But she didn’t and for that she was indeed grateful. But at the same time...for someone who highly valued predictability, for someone who generally needed to have control in her life, everything that had passed made for quite the heavy blow.

Heavier than she knew, the weight of it slowly sneaking up on her till some time after she and Edwin were inside his ship and she just suddenly found herself feeling exhausted.

Dead on her feet, but in a vague sort of way, like she knew she needed to lie down, but couldn’t really find a place to do it.

She asked if the ship had a bedroom and Edwin answered to the affirmative telling her to follow the lights on the floor.

Which she did, half hypnotized by the pulsating rainbow trail that flowed out from underneath her feet.
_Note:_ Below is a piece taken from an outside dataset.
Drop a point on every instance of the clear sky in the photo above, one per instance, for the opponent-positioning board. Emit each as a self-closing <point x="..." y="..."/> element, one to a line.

Running just a few feet ahead of her, like an over eager dog.

Eventually the light disappeared, stopping at a blank wall, or rather what she thought was a blank wall. She stared at it, not knowing what to do, had she reached out towards the wall, the wall would have opened up revealing the room inside.

And were she not so preoccupied she would have realized that there was in fact a slight door shaped recess in the wall to indicate that such a thing was possible.

Not knowing what else to do, she stood there lost for a few minutes, just staring till she saw there was one nearby door that was indeed open.

She stepped through it and found herself in a room with a great swirling pool of roiling blue- silver. Frothing like a troubled sea.

Naturally, she wasn’t so far gone that she’d assume that this was Edwin’s version of a bedroom, the boy wasn’t “that” odd. And even if he was, she trusted that he’d at least have the common sense to know that this wouldn’t be what she meant when she asked for a place to lie down.

Which begged the question of what the pool actually was.

She stood at its edge, as if mesmerized till suddenly and inexplicable she found herself with a burning desire to know. Remembering how Edwin said that the ship was a part of him, she only felt a “little” self-conscious as she talked to the empty air.

“Hey, Eddy, can I ask you something?”

The room hummed, and then Edwin appeared from within a blindingly bright doorway.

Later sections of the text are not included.